Right now, he figures he has about five or six hats. They never build up too much in number because he’s always giving them away.

Buttermilk, 72, retired from the Radford Army Ammunition Plant in 2003. Since then, he spends a lot of his time doing odd jobs for friends and handing out dollar bills to youngsters he meets along the way.

“I like to be nice and talk to people,” he said. “I like to see the kids smile. And I like to go out and help people, older people and widows. They holler at me all the time. I don’t charge them.”

And all the while, he wears his hats. For Buttermilk, they are a way to witness to people about the love of Jesus Christ.

“When I accepted Jesus in my life, I completely changed,” he said, adding that he strongly felt God’s love when his father died in 1998. That was his turning point.

“It hurt so bad,” he said. “I went to church before that, but I got closer to the Lord then.”

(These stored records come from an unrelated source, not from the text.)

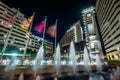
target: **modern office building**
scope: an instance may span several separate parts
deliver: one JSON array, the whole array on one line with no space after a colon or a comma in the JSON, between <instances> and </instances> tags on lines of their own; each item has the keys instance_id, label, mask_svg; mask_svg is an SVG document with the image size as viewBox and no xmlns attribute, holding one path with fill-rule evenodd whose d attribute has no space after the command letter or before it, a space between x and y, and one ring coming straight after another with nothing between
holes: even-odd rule
<instances>
[{"instance_id":1,"label":"modern office building","mask_svg":"<svg viewBox=\"0 0 120 80\"><path fill-rule=\"evenodd\" d=\"M77 21L73 25L70 26L70 29L67 30L65 35L60 40L61 47L69 45L71 41L80 42L83 41L83 31L80 24L80 21Z\"/></svg>"},{"instance_id":2,"label":"modern office building","mask_svg":"<svg viewBox=\"0 0 120 80\"><path fill-rule=\"evenodd\" d=\"M89 50L90 57L92 59L96 58L96 54L99 54L103 58L103 53L101 49L101 44L99 40L98 28L96 25L95 18L95 8L89 7L82 11L84 31L85 31L85 41L86 46Z\"/></svg>"},{"instance_id":3,"label":"modern office building","mask_svg":"<svg viewBox=\"0 0 120 80\"><path fill-rule=\"evenodd\" d=\"M120 57L120 0L96 0L96 13L108 59Z\"/></svg>"},{"instance_id":4,"label":"modern office building","mask_svg":"<svg viewBox=\"0 0 120 80\"><path fill-rule=\"evenodd\" d=\"M15 16L15 17L14 17ZM10 21L12 20L12 21ZM0 2L0 53L21 55L37 53L40 43L32 33L21 27L27 20L20 11ZM7 54L8 53L8 54ZM47 52L48 53L48 52Z\"/></svg>"},{"instance_id":5,"label":"modern office building","mask_svg":"<svg viewBox=\"0 0 120 80\"><path fill-rule=\"evenodd\" d=\"M83 54L85 41L83 41L83 30L80 21L77 21L67 30L60 40L62 55L68 57L71 41L74 42L76 54Z\"/></svg>"}]
</instances>

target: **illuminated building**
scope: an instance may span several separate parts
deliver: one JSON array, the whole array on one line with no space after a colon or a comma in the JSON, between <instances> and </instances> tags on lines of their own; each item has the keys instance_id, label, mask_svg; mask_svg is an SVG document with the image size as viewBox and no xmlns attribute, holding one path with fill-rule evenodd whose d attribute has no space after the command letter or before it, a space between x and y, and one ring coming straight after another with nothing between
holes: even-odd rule
<instances>
[{"instance_id":1,"label":"illuminated building","mask_svg":"<svg viewBox=\"0 0 120 80\"><path fill-rule=\"evenodd\" d=\"M14 14L15 19L13 23L8 24L8 21ZM21 27L22 22L26 19L20 11L0 2L0 53L2 53L4 47L4 55L12 55L14 53L22 56L28 37L26 55L35 55L37 53L40 47L39 41L32 36L31 32Z\"/></svg>"},{"instance_id":2,"label":"illuminated building","mask_svg":"<svg viewBox=\"0 0 120 80\"><path fill-rule=\"evenodd\" d=\"M84 31L85 31L85 41L86 41L86 46L90 53L90 57L92 59L95 59L96 54L99 54L102 58L103 54L99 40L98 29L96 25L94 7L84 9L82 13L83 13L83 22L84 22Z\"/></svg>"},{"instance_id":3,"label":"illuminated building","mask_svg":"<svg viewBox=\"0 0 120 80\"><path fill-rule=\"evenodd\" d=\"M120 0L96 0L96 13L108 59L120 57Z\"/></svg>"},{"instance_id":4,"label":"illuminated building","mask_svg":"<svg viewBox=\"0 0 120 80\"><path fill-rule=\"evenodd\" d=\"M62 47L69 45L71 41L80 42L83 40L82 28L80 21L77 21L70 26L70 29L67 30L65 35L60 40L60 45Z\"/></svg>"},{"instance_id":5,"label":"illuminated building","mask_svg":"<svg viewBox=\"0 0 120 80\"><path fill-rule=\"evenodd\" d=\"M83 53L85 42L83 41L83 30L80 21L77 21L76 23L71 25L60 40L62 55L68 57L67 53L69 53L71 41L75 43L76 54L81 54L81 52Z\"/></svg>"}]
</instances>

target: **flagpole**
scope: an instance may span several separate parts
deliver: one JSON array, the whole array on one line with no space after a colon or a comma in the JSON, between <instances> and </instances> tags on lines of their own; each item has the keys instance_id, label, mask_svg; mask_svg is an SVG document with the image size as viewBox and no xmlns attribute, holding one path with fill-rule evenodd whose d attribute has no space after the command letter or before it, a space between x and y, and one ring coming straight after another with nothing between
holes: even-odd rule
<instances>
[{"instance_id":1,"label":"flagpole","mask_svg":"<svg viewBox=\"0 0 120 80\"><path fill-rule=\"evenodd\" d=\"M18 13L19 9L20 9L20 8L18 8L17 13ZM15 19L16 19L17 13L15 14ZM15 20L14 20L14 22L15 22ZM14 22L12 23L12 26L11 26L11 28L10 28L10 31L9 31L9 33L8 33L8 35L7 35L7 38L6 38L6 40L5 40L5 43L4 43L4 46L3 46L3 49L2 49L1 58L0 58L1 61L2 61L2 58L3 58L4 52L5 52L5 50L6 50L6 47L7 47L7 45L8 45L9 37L10 37L10 35L11 35L11 33L12 33L12 30L13 30L13 24L14 24Z\"/></svg>"},{"instance_id":2,"label":"flagpole","mask_svg":"<svg viewBox=\"0 0 120 80\"><path fill-rule=\"evenodd\" d=\"M57 19L56 19L55 25L56 25L56 32L55 32L55 46L54 46L55 49L54 49L54 53L55 53L56 44L57 44Z\"/></svg>"},{"instance_id":3,"label":"flagpole","mask_svg":"<svg viewBox=\"0 0 120 80\"><path fill-rule=\"evenodd\" d=\"M30 38L30 33L31 33L32 25L33 25L34 16L35 16L35 12L33 13L33 19L32 19L32 22L31 22L31 24L30 24L30 29L29 29L28 33L26 34L27 41L26 41L25 49L24 49L24 53L23 53L23 60L25 59L25 55L26 55L26 52L27 52L27 47L28 47L28 42L29 42L29 38Z\"/></svg>"},{"instance_id":4,"label":"flagpole","mask_svg":"<svg viewBox=\"0 0 120 80\"><path fill-rule=\"evenodd\" d=\"M47 21L47 16L45 16L45 27L44 27L44 31L43 31L43 41L42 41L42 45L44 45L44 40L45 40L46 21Z\"/></svg>"}]
</instances>

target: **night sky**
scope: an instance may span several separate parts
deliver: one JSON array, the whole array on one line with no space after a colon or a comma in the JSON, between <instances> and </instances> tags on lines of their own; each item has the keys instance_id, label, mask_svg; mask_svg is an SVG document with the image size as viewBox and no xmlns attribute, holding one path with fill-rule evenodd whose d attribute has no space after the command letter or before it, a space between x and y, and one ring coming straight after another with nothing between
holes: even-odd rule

Buttermilk has known sadness in his life, but happiness, too. In 1977, his brother died of kidney cancer. One year later, his brother’s wife was murdered.

“We had married sisters, so me and my wife raised my brother’s six children,” he said. That’s in addition to Buttermilk’s three children with his wife, Bobby Jean Dunford Stroupe, who died two years ago Friday. His brother’s daughter, Tina, is blind and still lives with Buttermilk.

“My life has not been a bed of roses, but I still stand for Him,” Buttermilk said, adding that just like everybody else, he doesn’t know when the Lord will call him home.

“We don’t know, and like my neighbor says, we don’t want to know,” he said.

But he does know one thing.

“I told my daughter, when I die, I don’t want no pots of flowers. I just want my hats to lay on my casket for what I stood for.”